Bei Markus steht aber "R0", es ist daher gut möglich, dass der PSA Anstieg von einer Metastase kommt. Dann wäre die Bestrahlung der Prostataloge nutzlos. Wieder dem "Ersten Rat" entnommen ein Zitat aus der Leitlinie: "Der medizinische Nutzen einer zusätzlichen Bestrahlung der Lymphabflusswege ist derzeit nicht eindeutig erwiesen."

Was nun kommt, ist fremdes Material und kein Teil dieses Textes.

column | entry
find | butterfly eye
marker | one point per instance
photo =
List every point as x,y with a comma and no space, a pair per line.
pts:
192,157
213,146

Ich glaube bei Markus ist die Entscheidung nicht einfach.

Georg

----------


## WernerE

Hallo Georg,

die Entscheidung wird wirklich schwer sein. Aber vielleicht hilft ja gerade an der Stelle die PSMA-PET-CT, in dem sie (mit Glück) zeigt, wo sich das Rezidiv befindet.

Viele Grüße

WernerE

----------


## Levil13

Hallo,
Heute habe ich das Ergebnis des PSMA PET CT bekommen. 
Keine Auffälligkeiten!!
Na ja, ein Versuch war es wert.
Ich muss auch sagen, dass ich zwischenzeitlich die größten Horrorvisionen bezüglich der Auswertung der Bilder hatte, dass ich als ich das Ergebnis bekam erleichtert auf dem Patientenstuhl zusammen sank .
Aber nun ist die Angst gewichen und es wird mir klar, dass nun nur noch die Bestrahlung auf Verdacht als Option bleibt.
Die Chance, ich habe keine Ahnung wie hoch sie in meinem Fall ist, kann ich mir nicht entgehen lassen.

Gruß Markus

----------


## Harald_1933

> Hallo,
> Heute habe ich das Ergebnis des PSMA PET CT bekommen. 
> Keine Auffälligkeiten!!
> Na ja, ein Versuch war es wert.
> Ich muss auch sagen, dass ich zwischenzeitlich die größten Horrorvisionen bezüglich der Auswertung der Bilder hatte, dass ich als ich das Ergebnis bekam erleichtert auf dem Patientenstuhl zusammen sank .
> Aber nun ist die Angst gewichen und es wird mir klar, dass nun nur noch die Bestrahlung auf Verdacht als Option bleibt.
> Die Chance, ich habe keine Ahnung wie hoch sie in meinem Fall ist, kann ich mir nicht entgehen lassen.
> 
> Gruß Markus


Moin Markus,

obwohl noch im jugendlichen Alter von 46 Jahren würde ich an Deiner Stelle zunächst noch eine Weile den Patientenstuhl mit einem eher geruhsamen Schaukelstuhl tauschen. Eile scheint nach den im Profil ersichtlichen Daten noch nicht angebracht. Keine Auffälligkeiten im PSMA-PET/CT bedeutet zwar nicht, dass da nichts ist; aber weiter PSA messen, sollte beim Abgleich aller Daten zunächst ausreichend sein. 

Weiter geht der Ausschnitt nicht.